Farrell stated that they shifted some of their cash assets into risky assets during the sharp decline in February, describing the move as “a purchase made to lease, not to own.”

Noting that Bitcoin has risen by approximately 20-25% from its lows, the analyst stated that now is not the time to “act heroically,” and that accumulating some cash in the strengthening market would be wise.

Several critical factors underlie Farrell’s cautious stance.

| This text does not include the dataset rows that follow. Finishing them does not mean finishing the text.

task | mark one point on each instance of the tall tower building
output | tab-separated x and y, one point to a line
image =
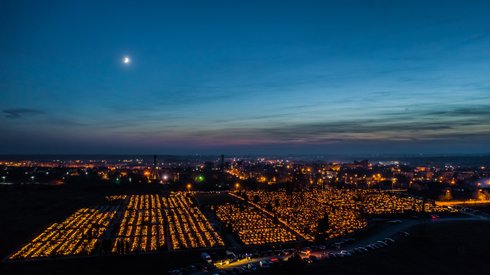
155	176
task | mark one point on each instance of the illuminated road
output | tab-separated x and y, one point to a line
466	203
388	232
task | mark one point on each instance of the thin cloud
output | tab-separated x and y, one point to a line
21	112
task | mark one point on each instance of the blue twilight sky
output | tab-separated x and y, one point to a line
376	76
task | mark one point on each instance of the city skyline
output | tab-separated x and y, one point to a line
190	77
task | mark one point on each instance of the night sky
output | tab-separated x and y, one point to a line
244	77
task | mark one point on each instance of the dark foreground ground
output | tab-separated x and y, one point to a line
438	248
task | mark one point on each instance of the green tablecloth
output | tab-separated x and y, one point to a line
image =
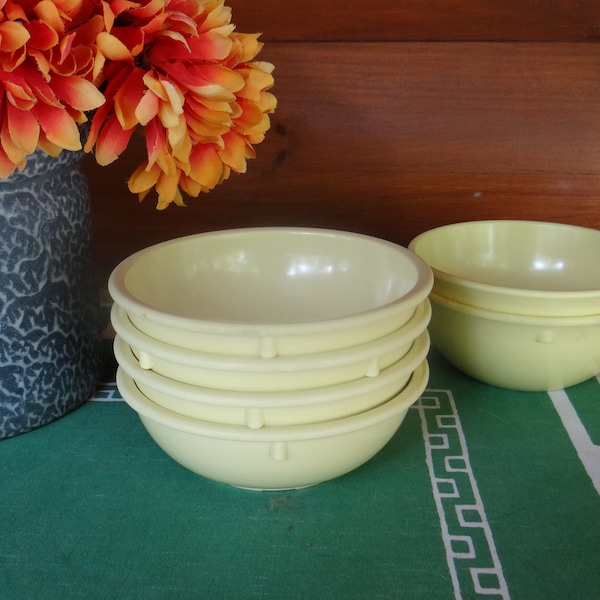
483	493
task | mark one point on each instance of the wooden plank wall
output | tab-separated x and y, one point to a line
396	116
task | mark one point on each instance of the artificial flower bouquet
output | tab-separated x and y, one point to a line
176	70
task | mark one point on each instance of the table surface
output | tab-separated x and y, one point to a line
482	493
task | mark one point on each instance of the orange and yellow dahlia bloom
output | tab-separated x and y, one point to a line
178	69
45	87
174	69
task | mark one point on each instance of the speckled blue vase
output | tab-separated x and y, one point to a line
50	339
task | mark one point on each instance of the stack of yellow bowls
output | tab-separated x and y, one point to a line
272	358
516	304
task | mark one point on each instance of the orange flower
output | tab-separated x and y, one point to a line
178	69
44	92
174	69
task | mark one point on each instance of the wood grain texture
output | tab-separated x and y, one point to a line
416	20
391	139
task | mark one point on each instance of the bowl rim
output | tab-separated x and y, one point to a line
185	357
482	313
166	418
119	293
474	284
271	400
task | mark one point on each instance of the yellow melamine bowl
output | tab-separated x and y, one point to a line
273	458
519	267
274	409
282	373
270	291
515	351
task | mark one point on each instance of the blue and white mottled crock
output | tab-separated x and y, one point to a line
50	342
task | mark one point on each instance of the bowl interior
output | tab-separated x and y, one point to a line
265	275
524	255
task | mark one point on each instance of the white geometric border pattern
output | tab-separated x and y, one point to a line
471	555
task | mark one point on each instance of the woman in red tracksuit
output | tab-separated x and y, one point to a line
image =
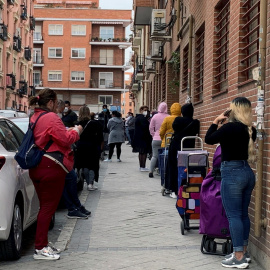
49	177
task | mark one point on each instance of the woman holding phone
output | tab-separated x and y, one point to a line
238	180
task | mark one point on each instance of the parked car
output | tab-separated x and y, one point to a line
19	204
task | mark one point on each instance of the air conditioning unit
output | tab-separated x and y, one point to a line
158	22
156	49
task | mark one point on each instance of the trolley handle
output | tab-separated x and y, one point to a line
189	138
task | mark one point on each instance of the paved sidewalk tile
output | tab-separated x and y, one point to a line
132	227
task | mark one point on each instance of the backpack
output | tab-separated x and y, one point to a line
29	155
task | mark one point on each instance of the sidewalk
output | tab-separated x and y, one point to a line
132	227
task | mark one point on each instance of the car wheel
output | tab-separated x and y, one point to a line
52	222
11	248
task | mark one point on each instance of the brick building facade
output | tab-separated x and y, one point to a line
16	43
79	51
206	51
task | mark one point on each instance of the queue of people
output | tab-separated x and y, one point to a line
146	134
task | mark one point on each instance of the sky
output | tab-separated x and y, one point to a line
116	4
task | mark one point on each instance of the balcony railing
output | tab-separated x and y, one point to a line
106	61
37	36
105	84
37	59
109	38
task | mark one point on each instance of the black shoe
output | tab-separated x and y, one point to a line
76	214
84	211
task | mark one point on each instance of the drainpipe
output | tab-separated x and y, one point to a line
190	58
259	222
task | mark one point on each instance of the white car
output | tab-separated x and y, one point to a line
19	204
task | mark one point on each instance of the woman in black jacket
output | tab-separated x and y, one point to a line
89	147
182	126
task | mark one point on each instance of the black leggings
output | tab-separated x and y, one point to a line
118	149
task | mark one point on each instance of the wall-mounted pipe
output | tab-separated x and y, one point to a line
259	222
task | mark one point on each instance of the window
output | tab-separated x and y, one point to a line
55	29
36	78
77	75
106	80
78	99
54	75
78	53
106	57
221	45
199	63
55	53
78	30
185	69
250	37
105	100
106	32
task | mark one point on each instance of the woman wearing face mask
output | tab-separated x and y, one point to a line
49	177
142	138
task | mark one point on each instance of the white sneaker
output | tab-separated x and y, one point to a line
91	187
54	249
173	195
45	254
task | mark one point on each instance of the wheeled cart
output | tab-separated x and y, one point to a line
192	168
214	224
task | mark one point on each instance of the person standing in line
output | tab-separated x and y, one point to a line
69	117
142	138
116	135
237	139
154	127
182	127
89	147
49	176
104	117
70	193
126	128
131	127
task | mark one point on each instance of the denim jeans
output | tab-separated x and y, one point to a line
238	181
70	192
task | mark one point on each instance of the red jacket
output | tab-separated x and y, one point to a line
50	126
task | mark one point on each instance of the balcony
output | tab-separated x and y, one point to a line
37	38
111	85
38	61
121	42
106	62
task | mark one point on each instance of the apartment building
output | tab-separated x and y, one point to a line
16	42
209	52
79	51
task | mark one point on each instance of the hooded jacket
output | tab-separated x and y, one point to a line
157	120
116	129
166	126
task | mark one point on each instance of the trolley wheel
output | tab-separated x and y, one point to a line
213	246
224	248
182	227
207	245
229	247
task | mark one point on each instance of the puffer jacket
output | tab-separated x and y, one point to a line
157	120
51	127
166	126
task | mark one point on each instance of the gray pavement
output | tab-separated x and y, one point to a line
132	227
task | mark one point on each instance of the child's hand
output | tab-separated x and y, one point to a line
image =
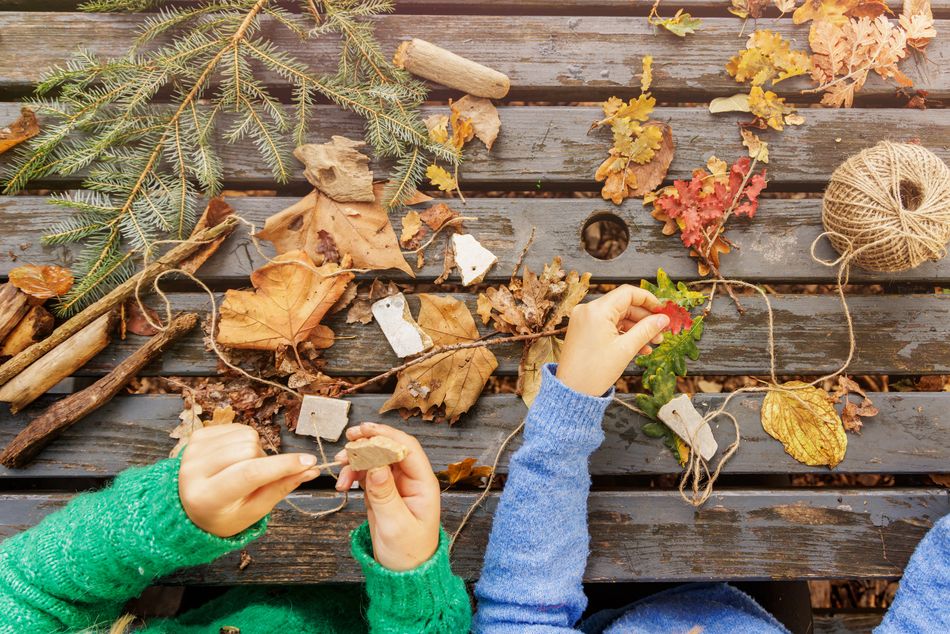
227	483
402	501
604	335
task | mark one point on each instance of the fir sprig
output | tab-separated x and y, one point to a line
147	164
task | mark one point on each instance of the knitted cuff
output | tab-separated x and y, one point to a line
428	589
565	419
161	536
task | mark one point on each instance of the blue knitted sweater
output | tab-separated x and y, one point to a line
531	580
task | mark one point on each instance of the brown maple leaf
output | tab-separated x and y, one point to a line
290	297
452	380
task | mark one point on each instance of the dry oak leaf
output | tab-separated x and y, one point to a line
464	472
803	418
481	115
362	231
41	282
26	127
451	380
290	297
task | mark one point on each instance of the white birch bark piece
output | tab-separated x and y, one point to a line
401	330
472	259
680	416
323	416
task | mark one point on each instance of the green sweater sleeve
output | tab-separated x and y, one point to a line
79	566
426	600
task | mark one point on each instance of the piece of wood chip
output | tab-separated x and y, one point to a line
401	330
680	416
472	259
322	416
368	453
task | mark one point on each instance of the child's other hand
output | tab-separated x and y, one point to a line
604	335
226	482
402	501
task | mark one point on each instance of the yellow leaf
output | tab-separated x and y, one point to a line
646	77
439	177
803	418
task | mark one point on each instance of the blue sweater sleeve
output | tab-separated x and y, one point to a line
537	552
921	604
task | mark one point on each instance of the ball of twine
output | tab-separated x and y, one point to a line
887	208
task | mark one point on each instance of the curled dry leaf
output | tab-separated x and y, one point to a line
41	282
290	297
804	420
26	127
451	381
464	472
360	230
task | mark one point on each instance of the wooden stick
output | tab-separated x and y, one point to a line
13	305
64	413
445	67
58	363
118	296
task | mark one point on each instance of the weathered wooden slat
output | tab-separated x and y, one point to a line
896	334
635	535
911	434
772	248
546	57
548	147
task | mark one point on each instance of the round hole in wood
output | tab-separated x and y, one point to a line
605	235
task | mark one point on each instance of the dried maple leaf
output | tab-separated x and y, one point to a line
767	58
451	380
26	127
41	282
802	417
465	472
290	297
362	231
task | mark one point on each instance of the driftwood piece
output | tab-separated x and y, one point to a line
445	67
13	306
62	414
58	363
116	297
37	323
368	453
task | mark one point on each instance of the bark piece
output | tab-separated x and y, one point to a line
115	297
680	416
14	304
472	259
37	324
323	416
378	451
401	330
445	67
58	363
64	413
338	169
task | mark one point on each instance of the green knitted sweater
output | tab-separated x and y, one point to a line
78	567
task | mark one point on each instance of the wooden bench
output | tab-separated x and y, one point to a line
579	50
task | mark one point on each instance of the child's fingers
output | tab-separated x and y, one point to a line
242	479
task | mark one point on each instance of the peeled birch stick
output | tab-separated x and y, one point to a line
58	363
13	305
445	67
62	414
116	297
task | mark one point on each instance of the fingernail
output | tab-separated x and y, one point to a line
379	475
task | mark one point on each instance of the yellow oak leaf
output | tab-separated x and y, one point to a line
451	380
803	418
290	297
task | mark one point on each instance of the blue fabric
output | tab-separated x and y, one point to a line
531	581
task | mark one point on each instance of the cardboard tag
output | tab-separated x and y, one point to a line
680	416
322	416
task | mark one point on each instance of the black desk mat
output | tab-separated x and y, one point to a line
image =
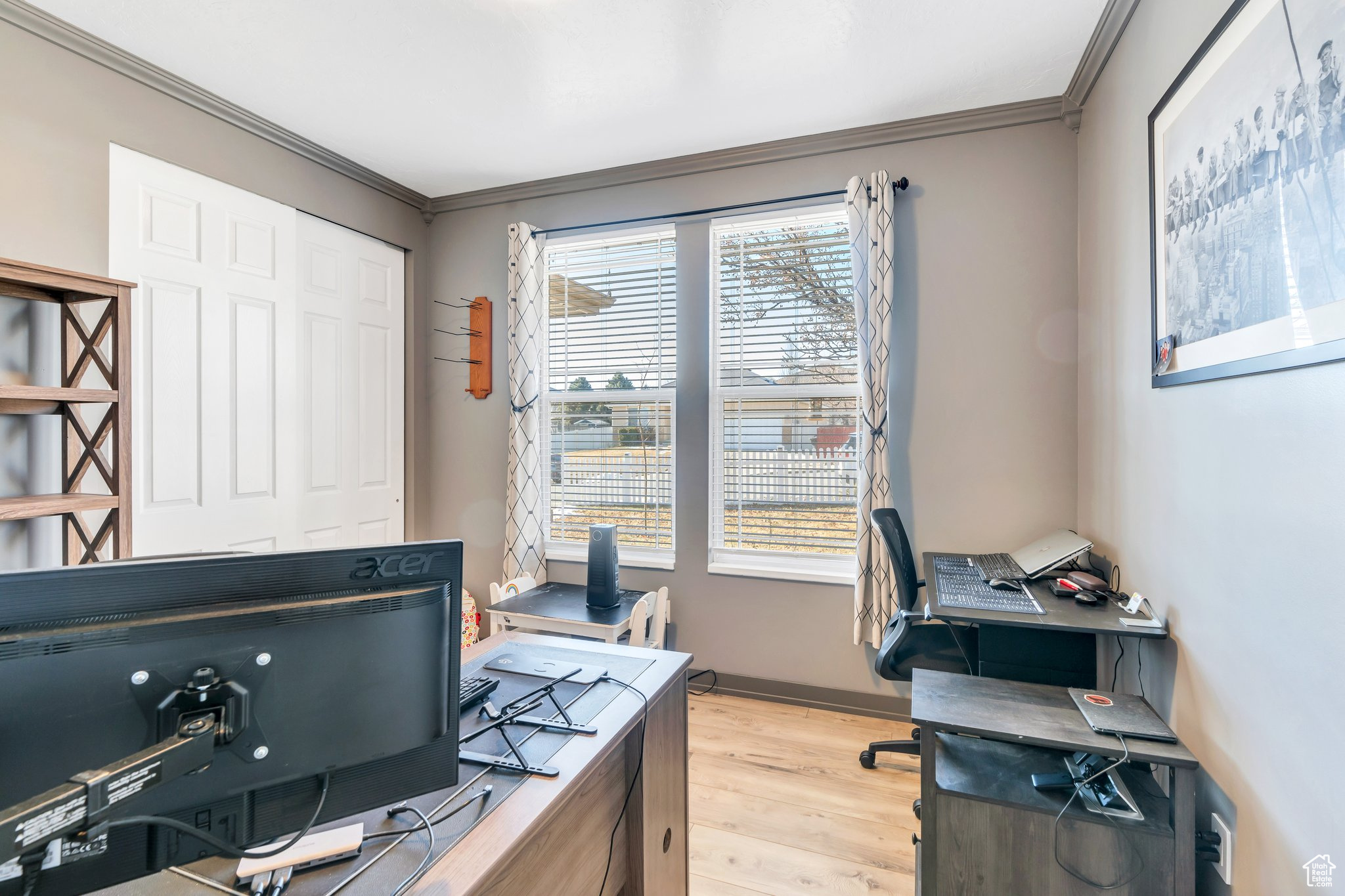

Oil prices nearing the $100 mark and ongoing geopolitical tensions continue to put pressure on the market.

Farrell noted that the market has almost completely abandoned expectations of interest rate cuts this year, and he does not expect the Fed to adopt an overly supportive stance in the near term. The analyst warned that the deterioration in private credit markets and widening credit margins could put indirect pressure on risky assets such as cryptocurrencies.

Despite short-term fluctuations and the lack of clear signs of “capitation,” Farrell maintains his long-term bull scenario. Predicting a reversal of fiscal and monetary headwinds in the second half of the year, the analyst has not changed his initial target of $115,000 for Bitcoin.

Another noteworthy point in the interview was Farrell’s confidence in the Hyperliquid ($HYPE) protocol. Farrell noted that $HYPE’s correlation with Bitcoin had fallen to around 0.40 (a very low rate for crypto assets), and argued that the platform’s ability to generate revenue from trading non-crypto assets like commodities and stocks made it a valuable diversification tool for portfolios.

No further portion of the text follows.